E’ già spuntata l’alba sul circuito di Daytona, a segnare l’ultimo terzo di gara. La lotta fra le DP di testa vede la Corvette DP del Wayne Taylor Racing della famiglia Taylor e Max Angelelli saldamente al comando, grazie anche a piccole disavventure che penalizzano due dei maggiori inseguitori.

Una penalità per contatto evitabile rallenta Joao Barbosa, che con la Corvette DP #5 dell’Action Express che condivide con Christian Fittipaldi e Sebastien Bourdais si tocca con la Porsche 911 GT America #19 del Muehlner Motorsports mentre una sosta ai box per una foratura alla gomma posteriore destra ferma la ricnorsa della Riley-Ford EcoBoost del Team Ganassi guidata da Scott Dixon, entrambi mentre erano in P2.

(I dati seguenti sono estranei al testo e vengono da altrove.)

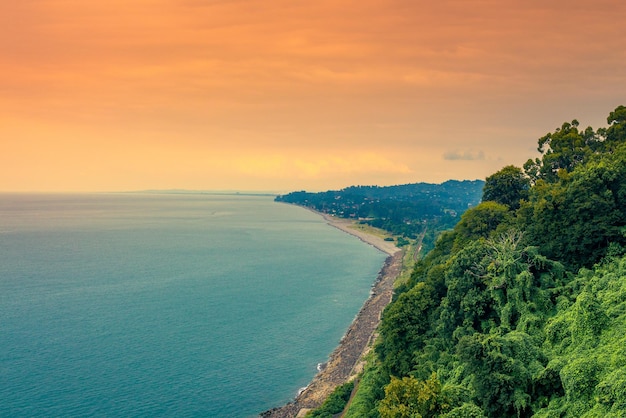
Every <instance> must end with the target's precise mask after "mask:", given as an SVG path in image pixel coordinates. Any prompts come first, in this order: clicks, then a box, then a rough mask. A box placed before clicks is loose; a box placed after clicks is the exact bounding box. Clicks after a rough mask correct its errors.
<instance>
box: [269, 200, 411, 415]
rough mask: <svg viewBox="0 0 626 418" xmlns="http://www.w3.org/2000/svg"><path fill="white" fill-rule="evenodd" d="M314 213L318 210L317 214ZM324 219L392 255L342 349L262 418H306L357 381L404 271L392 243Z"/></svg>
mask: <svg viewBox="0 0 626 418" xmlns="http://www.w3.org/2000/svg"><path fill="white" fill-rule="evenodd" d="M314 212H315V211H314ZM315 213H318V214H320V215H321V216H323V217H324V219H325V220H326V221H327V222H328V223H329V225H331V226H333V227H336V228H338V229H340V230H342V231H344V232H346V233H349V234H351V235H354V236H356V237H358V238H359V239H360V240H362V241H363V242H366V243H368V244H370V245H372V246H374V247H376V248H377V249H379V250H380V251H383V252H385V253H387V254H388V255H389V257H387V259H386V260H385V264H384V265H383V268H382V269H381V270H380V272H379V273H378V277H377V278H376V281H375V282H374V284H373V285H372V291H371V293H370V297H369V298H368V299H367V300H366V301H365V303H364V304H363V306H362V307H361V310H360V311H359V313H358V314H357V316H356V318H355V319H354V321H353V322H352V324H351V325H350V327H349V328H348V330H347V331H346V334H345V335H344V337H343V338H342V339H341V341H340V343H339V346H338V347H337V348H336V349H335V350H334V351H333V353H332V354H331V355H330V357H329V359H328V361H327V362H326V363H325V364H323V365H320V371H319V372H318V373H317V375H315V377H314V378H313V380H312V381H311V383H310V384H309V385H308V386H307V387H306V388H304V389H303V390H302V391H301V392H300V393H299V394H298V396H297V397H296V398H295V399H294V400H293V401H292V402H290V403H288V404H286V405H284V406H281V407H277V408H274V409H271V410H269V411H265V412H263V413H262V414H261V416H263V417H272V418H283V417H284V418H287V417H289V418H291V417H298V416H304V414H305V413H306V412H307V411H309V410H310V409H314V408H317V407H319V406H320V405H321V404H322V403H323V402H324V400H325V399H326V397H327V396H328V395H329V394H330V393H331V392H332V391H333V390H334V388H335V387H337V386H339V385H341V384H343V383H345V382H347V381H350V380H351V379H354V378H355V377H356V376H357V375H358V374H359V373H360V372H361V370H362V368H363V365H364V362H363V356H364V355H365V354H366V353H367V352H368V350H369V349H370V348H371V345H372V342H373V340H374V338H375V332H376V329H377V328H378V324H379V323H380V318H381V313H382V311H383V309H384V308H385V307H386V306H387V305H388V304H389V302H391V298H392V295H393V284H394V281H395V279H396V278H397V277H398V275H399V274H400V272H401V270H402V258H403V251H402V250H400V249H399V248H397V247H396V246H395V245H394V243H393V242H392V241H385V239H384V238H383V237H382V236H378V235H375V234H370V233H368V232H365V231H363V230H360V229H356V228H355V223H354V221H351V220H347V219H339V218H336V217H333V216H330V215H326V214H322V213H319V212H315Z"/></svg>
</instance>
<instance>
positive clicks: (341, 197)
mask: <svg viewBox="0 0 626 418" xmlns="http://www.w3.org/2000/svg"><path fill="white" fill-rule="evenodd" d="M484 184H485V182H484V181H482V180H472V181H470V180H463V181H458V180H448V181H446V182H444V183H441V184H431V183H413V184H404V185H398V186H350V187H347V188H345V189H341V190H334V191H327V192H320V193H310V192H306V191H299V192H292V193H289V194H286V195H280V196H277V197H276V201H278V202H285V203H292V204H297V205H300V206H305V207H309V208H311V209H315V210H317V211H319V212H323V213H328V214H332V215H334V216H338V217H341V218H351V219H358V220H361V221H362V222H364V223H368V224H370V225H372V226H375V227H378V228H382V229H385V230H387V231H389V232H391V233H393V234H396V235H404V236H406V237H409V238H415V237H416V236H417V235H419V234H421V233H423V232H424V230H425V226H426V225H427V224H429V225H433V224H436V225H437V226H438V228H437V229H440V228H441V227H445V226H446V225H447V226H450V227H451V226H453V225H454V224H455V223H456V222H457V221H458V217H459V216H460V215H461V214H462V213H463V212H465V211H466V210H467V209H468V208H470V207H473V206H476V205H478V204H479V203H480V200H481V197H482V189H483V186H484Z"/></svg>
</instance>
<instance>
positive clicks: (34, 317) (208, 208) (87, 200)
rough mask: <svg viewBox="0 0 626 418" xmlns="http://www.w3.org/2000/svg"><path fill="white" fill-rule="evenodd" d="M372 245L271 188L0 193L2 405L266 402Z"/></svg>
mask: <svg viewBox="0 0 626 418" xmlns="http://www.w3.org/2000/svg"><path fill="white" fill-rule="evenodd" d="M384 259H385V255H384V254H382V253H380V252H378V251H377V250H375V249H373V248H372V247H369V246H367V245H365V244H363V243H362V242H360V241H359V240H357V239H356V238H354V237H351V236H349V235H347V234H344V233H342V232H340V231H338V230H336V229H334V228H332V227H330V226H328V225H326V224H325V223H324V221H323V220H322V219H321V218H320V217H318V216H316V215H315V214H313V213H310V212H308V211H306V210H303V209H301V208H297V207H294V206H288V205H284V204H279V203H274V202H273V201H272V198H270V197H259V196H218V195H157V194H94V195H9V194H4V195H0V416H41V417H43V416H46V417H50V416H59V417H60V416H177V417H192V416H206V417H247V416H254V415H256V414H258V413H259V412H262V411H264V410H266V409H269V408H271V407H274V406H279V405H280V404H281V403H284V402H287V401H289V400H291V399H292V398H293V397H294V396H295V394H296V392H297V391H298V389H299V388H300V387H302V386H305V385H306V384H307V383H308V382H309V380H310V379H311V378H312V377H313V375H314V374H315V373H316V365H317V364H318V363H320V362H323V361H325V360H326V359H327V357H328V355H329V354H330V352H331V351H332V350H333V348H334V347H335V346H336V345H337V343H338V341H339V339H340V338H341V336H342V335H343V333H344V332H345V331H346V329H347V327H348V326H349V324H350V322H351V321H352V320H353V318H354V316H355V315H356V313H357V312H358V310H359V308H360V306H361V305H362V303H363V302H364V300H365V299H366V298H367V297H368V292H369V289H370V285H371V284H372V282H373V281H374V279H375V278H376V275H377V272H378V270H379V269H380V267H381V266H382V264H383V262H384Z"/></svg>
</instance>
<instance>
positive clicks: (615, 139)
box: [603, 106, 626, 149]
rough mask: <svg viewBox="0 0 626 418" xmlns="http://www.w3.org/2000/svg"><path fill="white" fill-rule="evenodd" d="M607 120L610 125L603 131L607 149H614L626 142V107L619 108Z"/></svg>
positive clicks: (610, 115) (611, 114)
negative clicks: (618, 145)
mask: <svg viewBox="0 0 626 418" xmlns="http://www.w3.org/2000/svg"><path fill="white" fill-rule="evenodd" d="M606 120H607V123H608V124H609V127H608V129H606V130H605V131H603V133H604V136H605V144H606V148H608V149H612V148H614V147H616V146H618V145H619V144H623V143H624V142H626V106H618V107H617V108H616V109H615V110H614V111H612V112H611V113H610V114H609V116H608V118H607V119H606Z"/></svg>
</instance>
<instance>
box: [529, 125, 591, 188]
mask: <svg viewBox="0 0 626 418" xmlns="http://www.w3.org/2000/svg"><path fill="white" fill-rule="evenodd" d="M578 125H579V122H578V121H577V120H576V119H574V120H573V121H572V122H571V123H568V122H565V123H563V124H562V125H561V127H560V128H557V129H556V130H555V131H554V132H551V133H548V134H546V135H544V136H542V137H541V138H539V140H538V141H537V143H538V147H537V150H538V151H539V152H540V153H542V154H543V157H542V158H541V159H539V158H536V159H535V160H534V161H533V160H528V161H526V163H525V164H524V169H525V171H526V174H527V175H528V176H529V177H530V178H531V179H532V180H533V181H537V180H539V179H543V180H546V181H548V182H555V181H558V174H559V171H561V170H562V171H566V172H568V171H571V170H572V169H574V167H576V166H578V165H580V164H582V163H583V162H585V161H586V160H587V159H588V158H589V157H590V156H591V155H592V154H593V152H594V150H595V149H597V148H598V146H599V145H598V144H599V142H600V138H599V137H598V135H597V134H596V133H595V132H594V131H593V129H592V128H591V127H588V128H587V129H586V130H584V131H579V130H578Z"/></svg>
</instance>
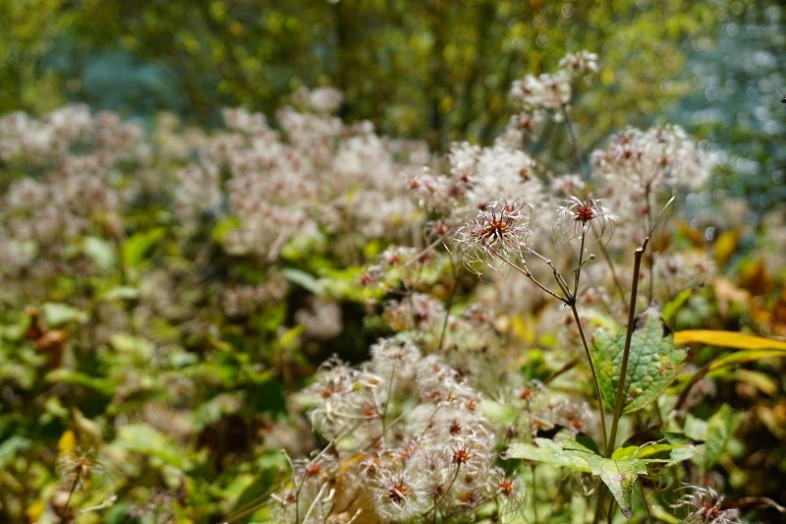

A sei ore dal traguardo, c’è l’altra Corvette DP dell’Action Express con Burt Friselle al comando grazie al gioco dei pit stop, che precede di soli 15” Ricky Taylor con la entry nero-arancio del Wayne Taylor Racing, uniche vetture a giri pieni. P4 ad un giro dietro la seconda Corvette DP dell’Action Express per l’Oreca-Nissan del Muscle Milk, unica LM P2 graziata da problemi tecnici. Ritirate ufficialmente sia l’HPD ARX-03b #01 dell’Extreme Speed e la DeltaWing per problemi al cambio.

Lo squadrone Porsche, dopo una penalità per Jorg Bergmeister che inverte la coppia di testa, perde, forse  definitivamente, la #912 a causa di un problema di pressione dell’olio. A questo punto è lotta a due tra la #911 (nella foto) di Nick Tandy, Richard Lietz e Patrick Pilet e la Corvette #4 di Oliver Gavin, Tommy Milner e Robin Liddell, separati da soli 14”. La Corvette ha già dovuto abbandonare per strada la #3 ed inseguire la coppia di testa, lontane le due SRT Viper e l’Aston Martin ufficiale, sono le due BMW Z4 GTE, non velocissime ma – almeno per ora – quantomai affidabili. Da segnalare infine un’uscita di strada per Tracy Krohn, la cui Ferrari F458, gestita tecnicamente da Risi Competizione, può comunque riprendere.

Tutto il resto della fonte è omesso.